In Goddess religion death is not feared, but is understood to be a part of life, followed by birth and renewal.
About This Quote
Carol P. Christ developed “Goddess religion” as a feminist theological and spiritual framework emphasizing the sacredness of embodied life and the cyclical processes of nature. The quoted sentence reflects a recurring theme in her writing and teaching: that patriarchal religious systems often intensify fear of death and devalue the body, while Goddess-centered spirituality reorients people toward seasonal and biological cycles—death, decay, rebirth, and renewal. Christ frequently discussed these ideas in the context of late-20th-century feminist spirituality movements, drawing on ritual practice, mythic imagery, and ecological awareness to articulate a non-dualistic view of life and death.
Interpretation
Carol P. Christ contrasts what she calls “Goddess religion” with religious worldviews that treat death primarily as a catastrophe or as a passage requiring salvation from outside the natural order.
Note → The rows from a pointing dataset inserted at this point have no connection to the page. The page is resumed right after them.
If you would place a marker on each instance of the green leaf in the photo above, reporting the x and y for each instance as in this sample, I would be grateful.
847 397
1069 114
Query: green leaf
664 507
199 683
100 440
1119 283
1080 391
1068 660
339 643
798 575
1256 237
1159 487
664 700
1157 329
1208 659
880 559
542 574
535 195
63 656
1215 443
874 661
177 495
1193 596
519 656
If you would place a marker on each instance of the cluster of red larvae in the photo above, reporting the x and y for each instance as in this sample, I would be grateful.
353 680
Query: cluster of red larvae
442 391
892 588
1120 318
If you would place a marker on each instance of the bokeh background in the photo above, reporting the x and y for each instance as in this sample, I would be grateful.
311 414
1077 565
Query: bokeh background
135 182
The sentence frames death as one phase in a cyclical pattern—life, death, birth, renewal—grounded in seasonal and bodily rhythms. Read this way, the quote argues for an ethic of acceptance rather than denial: mortality is integrated into meaning, not opposed to it. It also implies a theological shift from linear, otherworldly eschatology toward immanence, where sacredness is encountered in nature’s recurring processes and in the continuity of life beyond individual endings.